Reportajes internacionales
Parteipolitische Unbeständigkeit
Auch politisch interessierte Südkoreaner kommen kaum noch hinterher. Neugründungen, Abspaltungen und Fusionen beherrschen die Parteienlandschaft Anfang des Jahres 2018. Das ist nicht gänzlich ungewöhnlich, der koreanische Politikbetrieb kennt harte und unerbittliche Auseinandersetzungen. Aktuell erregen besonders die kleineren Parteien mediale Aufmerksamkeit. Die nominelle Ausgangslage im Parlament (296 Sitze, Stand 31. Januar 2018) sieht die Fraktionen derzeit bei 121 (Minjoo, progressive Partei von Präsident MOON Jae-in), 117 (Liberal Korea Partei, LKP, konservativ), 39 (People’s Party, mitte/liberal), 9 (Bareun-Partei, mitte-konservativ) und 6 (“Justice Party”, „Arbeitnehmerpartei“) Abgeordneten.
Das südkoreanische Parteiensystem ist also einmal mehr in Bewegung geraten. AHN Cheol-soo ist Chef der von ihm am 2. Februar 2016 in Daejeon gegründeten People’s Party. Seine Partei zerfällt keine 24 Monate nach ihrer Gründung bereits wieder in zwei Teile. Auslöser für die Spaltung war die intern höchst umstrittene Entscheidung der Parteiführung, die People’s Party mit der Bareun-Partei zu fusionieren. Mit Blick auf die landesweiten Regionalwahlen im kommenden Juni soll so die strategische Ausgangslage verbessert werden. Denn in Korea orientieren sich Wähler besonders an der regionalen Herkunft der Kandidaten. Dementsprechend erhalten die Kandidaten aus ihrer jeweiligen Heimatregion besonders viele Stimmen. Bislang sind die beiden Parteien daher nur in „ihren“ Regionen verankert. Durch die Fusion hoffen sie auf eine breitere Wählerbasis.
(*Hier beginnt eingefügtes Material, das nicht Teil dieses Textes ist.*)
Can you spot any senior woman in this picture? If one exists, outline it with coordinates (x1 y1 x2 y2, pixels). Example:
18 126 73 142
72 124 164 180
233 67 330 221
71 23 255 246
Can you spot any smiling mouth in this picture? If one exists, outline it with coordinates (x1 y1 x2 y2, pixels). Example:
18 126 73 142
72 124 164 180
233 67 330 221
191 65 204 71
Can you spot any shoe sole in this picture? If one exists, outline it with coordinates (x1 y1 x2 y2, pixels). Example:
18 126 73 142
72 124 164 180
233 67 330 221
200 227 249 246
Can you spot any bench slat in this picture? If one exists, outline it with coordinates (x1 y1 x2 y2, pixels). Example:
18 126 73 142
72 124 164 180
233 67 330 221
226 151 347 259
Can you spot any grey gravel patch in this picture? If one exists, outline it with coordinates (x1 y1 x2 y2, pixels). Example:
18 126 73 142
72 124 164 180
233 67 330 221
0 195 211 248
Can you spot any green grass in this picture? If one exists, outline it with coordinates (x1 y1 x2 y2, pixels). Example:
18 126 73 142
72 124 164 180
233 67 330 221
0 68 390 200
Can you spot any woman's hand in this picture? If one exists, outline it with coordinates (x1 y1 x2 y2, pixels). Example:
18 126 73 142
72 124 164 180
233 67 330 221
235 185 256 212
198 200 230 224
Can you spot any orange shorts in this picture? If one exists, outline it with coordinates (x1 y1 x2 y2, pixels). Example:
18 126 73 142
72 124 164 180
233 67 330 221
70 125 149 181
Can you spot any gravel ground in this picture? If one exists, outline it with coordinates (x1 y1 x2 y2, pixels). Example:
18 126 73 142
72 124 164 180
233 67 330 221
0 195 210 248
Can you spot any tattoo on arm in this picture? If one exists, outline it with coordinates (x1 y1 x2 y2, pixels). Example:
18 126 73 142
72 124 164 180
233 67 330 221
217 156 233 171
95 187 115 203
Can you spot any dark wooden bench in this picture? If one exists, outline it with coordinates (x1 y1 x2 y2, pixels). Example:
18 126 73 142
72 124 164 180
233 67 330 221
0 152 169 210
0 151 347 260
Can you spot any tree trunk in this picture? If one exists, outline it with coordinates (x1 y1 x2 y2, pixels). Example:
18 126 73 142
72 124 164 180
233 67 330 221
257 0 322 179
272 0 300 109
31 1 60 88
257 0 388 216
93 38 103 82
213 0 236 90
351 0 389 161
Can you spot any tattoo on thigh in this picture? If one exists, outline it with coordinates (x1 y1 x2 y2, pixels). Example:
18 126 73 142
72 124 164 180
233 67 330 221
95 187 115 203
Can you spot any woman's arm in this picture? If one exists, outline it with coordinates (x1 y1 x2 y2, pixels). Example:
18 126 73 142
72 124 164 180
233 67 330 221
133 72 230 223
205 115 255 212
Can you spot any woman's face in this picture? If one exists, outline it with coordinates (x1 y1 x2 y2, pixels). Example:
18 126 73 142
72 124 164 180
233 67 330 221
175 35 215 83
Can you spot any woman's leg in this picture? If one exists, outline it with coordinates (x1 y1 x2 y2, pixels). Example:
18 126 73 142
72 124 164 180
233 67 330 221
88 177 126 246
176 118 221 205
Die Fusionspläne haben die People’s Party also gespalten. Die innerparteilichen Gegner von AHN Cheol-soo haben sich bereits aus der gemeinsamen Partei verabschiedet und sich zu einer neuen Partei, der sogenannten “Partei für Demokratie und Frieden“, zusammengeschlossen. 179 aus der People’s Party ausgetretene Mitglieder, unter ihnen 16 Abgeordnete mit dem früheren Fraktionschef PARK Jie-Won und dem Ko-Vorsitzenden CHUN Jung-Bae, beteiligen sich als Initiatoren an der neuen Bewegung. Starke persönliche Beziehungen und Wahlzusammenschlüsse dominieren, wie auch dieses Beispiel zeigt, die politische Arena in Südkorea und sind entscheidender als Parteiprogramme.
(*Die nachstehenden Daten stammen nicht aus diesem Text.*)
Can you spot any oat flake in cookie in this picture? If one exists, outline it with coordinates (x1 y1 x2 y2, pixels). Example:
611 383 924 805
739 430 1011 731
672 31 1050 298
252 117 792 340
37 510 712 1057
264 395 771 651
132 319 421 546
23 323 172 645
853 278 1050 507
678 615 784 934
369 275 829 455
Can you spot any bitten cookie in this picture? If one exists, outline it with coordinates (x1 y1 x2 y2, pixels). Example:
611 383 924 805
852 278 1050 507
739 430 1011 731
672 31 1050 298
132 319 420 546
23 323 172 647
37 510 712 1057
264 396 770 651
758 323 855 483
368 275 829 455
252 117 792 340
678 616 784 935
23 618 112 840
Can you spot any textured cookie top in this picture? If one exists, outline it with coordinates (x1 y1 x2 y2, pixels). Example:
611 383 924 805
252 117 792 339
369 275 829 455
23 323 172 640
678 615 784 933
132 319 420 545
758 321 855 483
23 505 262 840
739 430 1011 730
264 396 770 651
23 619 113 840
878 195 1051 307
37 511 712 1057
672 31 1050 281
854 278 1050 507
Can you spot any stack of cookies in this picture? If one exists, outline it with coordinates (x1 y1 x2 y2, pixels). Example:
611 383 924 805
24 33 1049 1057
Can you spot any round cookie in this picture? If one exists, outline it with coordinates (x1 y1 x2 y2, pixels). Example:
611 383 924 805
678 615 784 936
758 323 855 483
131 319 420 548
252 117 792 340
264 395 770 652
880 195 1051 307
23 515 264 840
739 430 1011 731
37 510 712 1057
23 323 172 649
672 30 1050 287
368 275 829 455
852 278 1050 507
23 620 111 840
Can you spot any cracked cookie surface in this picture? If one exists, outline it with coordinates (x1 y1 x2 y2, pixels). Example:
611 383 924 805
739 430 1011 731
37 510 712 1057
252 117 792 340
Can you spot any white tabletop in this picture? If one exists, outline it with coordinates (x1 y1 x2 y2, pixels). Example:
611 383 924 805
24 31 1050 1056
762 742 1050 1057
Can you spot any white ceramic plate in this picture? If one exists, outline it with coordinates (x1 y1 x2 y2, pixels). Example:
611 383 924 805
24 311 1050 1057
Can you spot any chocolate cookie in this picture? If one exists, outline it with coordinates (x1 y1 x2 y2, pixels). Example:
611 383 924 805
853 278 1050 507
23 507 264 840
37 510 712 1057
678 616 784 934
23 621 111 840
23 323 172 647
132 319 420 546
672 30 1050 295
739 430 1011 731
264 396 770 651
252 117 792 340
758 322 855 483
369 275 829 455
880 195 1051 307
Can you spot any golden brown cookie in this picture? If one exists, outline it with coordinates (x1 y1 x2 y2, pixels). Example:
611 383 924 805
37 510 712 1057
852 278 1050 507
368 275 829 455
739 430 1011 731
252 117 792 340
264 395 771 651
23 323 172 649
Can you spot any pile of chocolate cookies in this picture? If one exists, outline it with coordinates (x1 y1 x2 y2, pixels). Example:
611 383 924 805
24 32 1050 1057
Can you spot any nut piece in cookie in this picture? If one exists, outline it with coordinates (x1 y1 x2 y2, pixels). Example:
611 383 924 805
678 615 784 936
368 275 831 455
Noch jünger als die People’s Party ist die im Januar 2017 in Seoul gegründete Bareun-Partei. Für eine feierliche Zeremonie zum einjährigen Jubiläum bleibt hingegen keine Zeit. Nur ein Jahr nach Parteigründung feilt der Vorsitzende YOO Seung-min bereits am Zusammenschluss seiner Bewegung mit der People’s Party. Die noch junge Partei ist wegen der Fusionsabsichten ebenfalls in politisch schweres Fahrwasser geraten.
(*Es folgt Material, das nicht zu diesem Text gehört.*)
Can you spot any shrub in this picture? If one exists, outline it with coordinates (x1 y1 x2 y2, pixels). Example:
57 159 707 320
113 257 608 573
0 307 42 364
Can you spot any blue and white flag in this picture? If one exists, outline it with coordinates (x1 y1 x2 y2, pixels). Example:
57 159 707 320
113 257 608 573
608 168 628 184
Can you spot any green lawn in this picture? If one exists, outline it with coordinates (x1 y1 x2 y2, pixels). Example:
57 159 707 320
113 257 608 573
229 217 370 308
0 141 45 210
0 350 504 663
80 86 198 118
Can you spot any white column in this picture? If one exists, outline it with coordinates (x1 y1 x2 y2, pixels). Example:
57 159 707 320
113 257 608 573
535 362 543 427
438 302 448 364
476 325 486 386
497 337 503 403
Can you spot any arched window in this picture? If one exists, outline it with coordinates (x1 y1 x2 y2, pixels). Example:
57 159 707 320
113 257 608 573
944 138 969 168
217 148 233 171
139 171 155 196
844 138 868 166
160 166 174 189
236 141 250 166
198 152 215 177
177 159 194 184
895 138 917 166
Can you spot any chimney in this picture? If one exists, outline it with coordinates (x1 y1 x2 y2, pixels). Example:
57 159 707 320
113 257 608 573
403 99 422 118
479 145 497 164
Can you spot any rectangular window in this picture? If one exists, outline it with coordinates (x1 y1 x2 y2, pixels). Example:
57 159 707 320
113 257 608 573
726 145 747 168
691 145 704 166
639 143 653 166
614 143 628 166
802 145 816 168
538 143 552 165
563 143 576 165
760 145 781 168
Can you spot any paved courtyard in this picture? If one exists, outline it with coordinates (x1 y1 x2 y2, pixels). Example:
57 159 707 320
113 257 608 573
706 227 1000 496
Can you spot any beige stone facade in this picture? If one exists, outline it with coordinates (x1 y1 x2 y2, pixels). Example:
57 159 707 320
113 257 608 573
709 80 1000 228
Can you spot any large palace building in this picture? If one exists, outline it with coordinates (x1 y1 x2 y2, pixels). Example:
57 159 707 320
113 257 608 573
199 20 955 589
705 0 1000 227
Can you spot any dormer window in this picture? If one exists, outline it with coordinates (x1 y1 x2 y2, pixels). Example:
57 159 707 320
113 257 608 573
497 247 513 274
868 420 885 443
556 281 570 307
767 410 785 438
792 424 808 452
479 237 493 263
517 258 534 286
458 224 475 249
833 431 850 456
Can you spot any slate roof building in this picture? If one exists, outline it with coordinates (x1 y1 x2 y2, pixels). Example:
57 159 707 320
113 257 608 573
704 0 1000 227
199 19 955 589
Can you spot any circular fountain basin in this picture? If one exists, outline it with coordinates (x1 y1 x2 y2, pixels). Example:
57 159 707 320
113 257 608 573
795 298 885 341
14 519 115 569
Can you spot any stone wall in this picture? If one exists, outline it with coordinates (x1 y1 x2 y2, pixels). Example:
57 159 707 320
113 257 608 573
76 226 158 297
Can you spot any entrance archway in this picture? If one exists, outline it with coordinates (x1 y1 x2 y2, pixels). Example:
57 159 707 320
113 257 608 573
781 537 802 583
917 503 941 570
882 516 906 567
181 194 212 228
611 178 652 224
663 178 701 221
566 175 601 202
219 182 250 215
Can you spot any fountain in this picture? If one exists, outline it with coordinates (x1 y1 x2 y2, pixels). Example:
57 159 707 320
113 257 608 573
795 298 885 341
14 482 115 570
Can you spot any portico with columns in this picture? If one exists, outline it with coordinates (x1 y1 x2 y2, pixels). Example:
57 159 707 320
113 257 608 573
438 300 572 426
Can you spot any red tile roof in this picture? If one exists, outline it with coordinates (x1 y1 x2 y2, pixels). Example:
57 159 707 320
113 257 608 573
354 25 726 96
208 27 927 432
Die offizielle Deklaration des Zusammenschlusses von People’s Party und Bareun-Partei durch AHN und YOO soll Mitte Februar auf einem Parteitag vollzogen werden – unter der Projektbezeichnung „Partei für Reform und Einheit“. Das Komitee für die Fusion der beiden Parteien sucht öffentlichkeitswirksam nach einem Namen für die neue politische Strömung. Ob der Zusammenschluss am Ende allerdings auch wirklich zustande kommt, ist offen. Denn die Kritik ist in beiden Teilparteien groß. Inhaltliche Differenzen könnten den Zusammenschluss verhindern. Ein gemeinsamer politischer Kurs ist nicht erkennbar. Deutliche Unterschiede gibt es zum Beispiel in der Nordkoreapolitik. So ist die Bareun-Partei weitaus zurückhaltender gegenüber Nordkorea und plädiert gegen eine Aussetzung der gemeinsamen südkoreanisch-amerikanischen Militärmanöver. Die People’s Party hingegen befürwortet mehrheitlich den Dialogprozess mit dem nördlichen Nachbarn. Kann diese strategische Hochzeit zwischen Parteien deshalb überhaupt funktionieren? Oder bleiben die Gräben am Ende unüberwindbar?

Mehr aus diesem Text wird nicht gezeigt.